Last Saturday we went to an all women’s dance and it was a blast! We met some new people and kicked up a little dust before coming home at 3 a.m. I used to be able to dance all night and get along on a few hours of sleep and still go take on the day. The key word here is ‘used to’. Sunday came around and had to nudge me between the shoulder blades before I could sit up and take notice. Tuesday night there was a gathering of women at the restaurant part of Mickey’s Pub so we went there too and met even more women. On both these occasions it was nice to be with people who live like we do.
Wednesday night we had a friend and her new beau over for supper. I was kind of checking this guy out making sure he was good news for this friend who I care about and who’s been on her own for a long time now. Not that what I thought would have made a damn bit of difference since she’s madly in love with this guy and it’s really none of my business but this guy is super nice and a cool dude really. We had a nice evening wining and dining, (they wined and we joined them in the dining), and then we played some cards together. It was a good time.
Yesterday we decided to work outside in the flower beds until the sun got too hot and then run off to the coolness of the forest at Mission Creek with a lunch in one pack sac and our journals in the other. We weren’t supposed to be very long but it was a good three or four hours before we came back. It’s hard to pull yourself away from a place like that.
There’s a place where the trail in the forest opens up into a meadow and there’s an old building sitting there. I went and walked around it all the while praying I would know the guy who owns this property and praying he would be crazy enough to sell it and I would be the one he’d sell it to. Someone used to live there years and years ago.

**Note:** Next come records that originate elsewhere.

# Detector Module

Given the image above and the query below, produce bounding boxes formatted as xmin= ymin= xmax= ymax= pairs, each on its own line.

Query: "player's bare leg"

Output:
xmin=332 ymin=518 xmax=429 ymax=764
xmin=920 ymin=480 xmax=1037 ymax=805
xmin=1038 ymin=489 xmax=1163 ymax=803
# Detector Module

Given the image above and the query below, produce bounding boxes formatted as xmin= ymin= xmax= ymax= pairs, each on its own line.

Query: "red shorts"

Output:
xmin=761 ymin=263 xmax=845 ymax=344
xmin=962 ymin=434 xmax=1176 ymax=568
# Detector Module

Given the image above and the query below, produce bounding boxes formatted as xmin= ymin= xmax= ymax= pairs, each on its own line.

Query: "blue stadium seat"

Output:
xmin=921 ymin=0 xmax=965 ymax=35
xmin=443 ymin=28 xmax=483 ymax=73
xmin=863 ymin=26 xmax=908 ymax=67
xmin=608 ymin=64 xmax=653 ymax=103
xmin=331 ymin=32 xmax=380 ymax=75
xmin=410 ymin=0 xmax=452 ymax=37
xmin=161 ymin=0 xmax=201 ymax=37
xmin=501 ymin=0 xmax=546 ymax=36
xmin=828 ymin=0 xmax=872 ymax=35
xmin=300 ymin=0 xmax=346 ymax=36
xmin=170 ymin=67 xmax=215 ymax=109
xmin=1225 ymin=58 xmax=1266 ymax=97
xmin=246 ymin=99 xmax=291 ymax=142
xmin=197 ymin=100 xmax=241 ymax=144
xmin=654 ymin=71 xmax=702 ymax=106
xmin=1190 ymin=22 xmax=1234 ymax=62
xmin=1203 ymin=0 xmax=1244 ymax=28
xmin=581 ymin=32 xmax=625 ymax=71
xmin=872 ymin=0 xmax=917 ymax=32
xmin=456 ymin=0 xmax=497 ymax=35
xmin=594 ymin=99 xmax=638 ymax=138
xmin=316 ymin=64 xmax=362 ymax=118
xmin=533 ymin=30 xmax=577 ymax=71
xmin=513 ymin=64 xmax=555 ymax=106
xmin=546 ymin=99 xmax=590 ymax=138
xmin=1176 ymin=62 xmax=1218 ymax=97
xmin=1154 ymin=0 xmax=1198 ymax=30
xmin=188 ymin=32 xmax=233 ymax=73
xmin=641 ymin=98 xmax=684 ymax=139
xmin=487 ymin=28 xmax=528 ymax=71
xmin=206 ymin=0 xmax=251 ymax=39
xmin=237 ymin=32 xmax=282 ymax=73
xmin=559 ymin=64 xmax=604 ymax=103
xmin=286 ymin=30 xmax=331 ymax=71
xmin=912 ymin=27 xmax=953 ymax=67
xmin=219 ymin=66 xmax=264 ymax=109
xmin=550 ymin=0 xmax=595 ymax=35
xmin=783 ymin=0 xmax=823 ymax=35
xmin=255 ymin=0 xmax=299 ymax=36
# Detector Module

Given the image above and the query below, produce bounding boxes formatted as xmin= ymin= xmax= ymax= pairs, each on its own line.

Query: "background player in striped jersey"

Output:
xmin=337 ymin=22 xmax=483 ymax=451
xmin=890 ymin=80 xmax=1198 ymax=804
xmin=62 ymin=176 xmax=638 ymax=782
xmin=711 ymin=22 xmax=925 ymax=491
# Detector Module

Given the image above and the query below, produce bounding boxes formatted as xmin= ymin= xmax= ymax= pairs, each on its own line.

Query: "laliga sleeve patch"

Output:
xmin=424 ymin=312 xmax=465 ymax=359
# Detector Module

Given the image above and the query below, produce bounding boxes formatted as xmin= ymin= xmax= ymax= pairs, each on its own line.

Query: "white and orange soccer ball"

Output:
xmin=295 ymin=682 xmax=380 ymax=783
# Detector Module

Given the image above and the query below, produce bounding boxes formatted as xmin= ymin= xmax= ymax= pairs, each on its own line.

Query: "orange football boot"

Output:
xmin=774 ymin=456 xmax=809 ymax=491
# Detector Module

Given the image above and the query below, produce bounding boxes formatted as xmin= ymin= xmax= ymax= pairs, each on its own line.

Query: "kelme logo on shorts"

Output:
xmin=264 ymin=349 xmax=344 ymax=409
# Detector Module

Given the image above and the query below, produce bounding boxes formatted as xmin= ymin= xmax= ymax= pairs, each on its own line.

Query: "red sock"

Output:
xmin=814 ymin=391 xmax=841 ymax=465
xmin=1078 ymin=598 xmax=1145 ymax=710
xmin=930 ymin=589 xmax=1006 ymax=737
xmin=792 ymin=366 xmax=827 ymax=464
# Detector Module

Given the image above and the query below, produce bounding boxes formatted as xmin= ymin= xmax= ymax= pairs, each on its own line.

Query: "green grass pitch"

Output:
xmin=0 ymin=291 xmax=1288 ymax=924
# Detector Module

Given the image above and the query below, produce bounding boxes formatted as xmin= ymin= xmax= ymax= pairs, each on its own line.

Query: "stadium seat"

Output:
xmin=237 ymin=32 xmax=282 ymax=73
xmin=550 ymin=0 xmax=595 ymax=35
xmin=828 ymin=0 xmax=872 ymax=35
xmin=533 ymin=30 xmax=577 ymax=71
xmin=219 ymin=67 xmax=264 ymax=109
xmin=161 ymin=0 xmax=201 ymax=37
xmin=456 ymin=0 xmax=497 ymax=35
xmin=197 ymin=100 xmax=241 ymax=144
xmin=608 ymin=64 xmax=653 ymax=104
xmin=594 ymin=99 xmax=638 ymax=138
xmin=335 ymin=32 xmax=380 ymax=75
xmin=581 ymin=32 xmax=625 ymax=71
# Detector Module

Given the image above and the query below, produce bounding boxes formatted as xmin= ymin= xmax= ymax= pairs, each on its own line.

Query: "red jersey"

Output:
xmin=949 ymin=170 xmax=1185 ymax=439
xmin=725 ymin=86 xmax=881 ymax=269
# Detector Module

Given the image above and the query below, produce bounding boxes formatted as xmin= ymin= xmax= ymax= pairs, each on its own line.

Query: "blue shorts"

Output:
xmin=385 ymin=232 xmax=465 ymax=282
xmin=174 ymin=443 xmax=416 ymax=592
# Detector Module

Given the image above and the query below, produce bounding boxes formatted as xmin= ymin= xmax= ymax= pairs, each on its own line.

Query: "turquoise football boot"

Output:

There’s power going to the building and it would certainly need some fixing like a new roof and some windows and stuff but man could I ever see myself living there. I would sell what we have tomorrow for the chance to live in that place surrounded by the forest and with the sound and sight of the creek running a few hundred feet below. I sat there and saw myself in that place in my mind’s eye, or in a place just like it. Some people say: “Ya right!” Some people say, “never say never.” I say: “One day – one day!”
3 comments:
hi Annette:
Love the picture as usual. you writing in the out of doors goes together like "peas & carrots" as Forest Gump would say.
Congrats On the "A." Good job but I have learned you always find a way to keep your grades up.
I am one who always stops by to read what you have taken the time to write. It is like visiting time to read about what is going on.
So glad you ladies enjoyed the dance and gathering during the week. Hell I would have enjoyed it myself!
Have a great week-end my friend. Thank you so much for being who you are.......
Barbara
Sounds like you've been having lots of excitement! All the while getting A grades too. It's no surprise that you can do what ever you put your mind to, or see in your minds eye...even that cabin in the forest. You never know when it'll pop up right in front of you.
I say it's just a matter of time. Print this picture, post it on the frig or your computer or both. See yourself there every day, if this is the place that you truly want. I'll do the same for you.
Sounds like you two have had a fun and busy social life!!!
Congrats on the A. And, if you're meant to take the summer, that'll happen, too, and boy couldn't you get into some mischief and some fun!!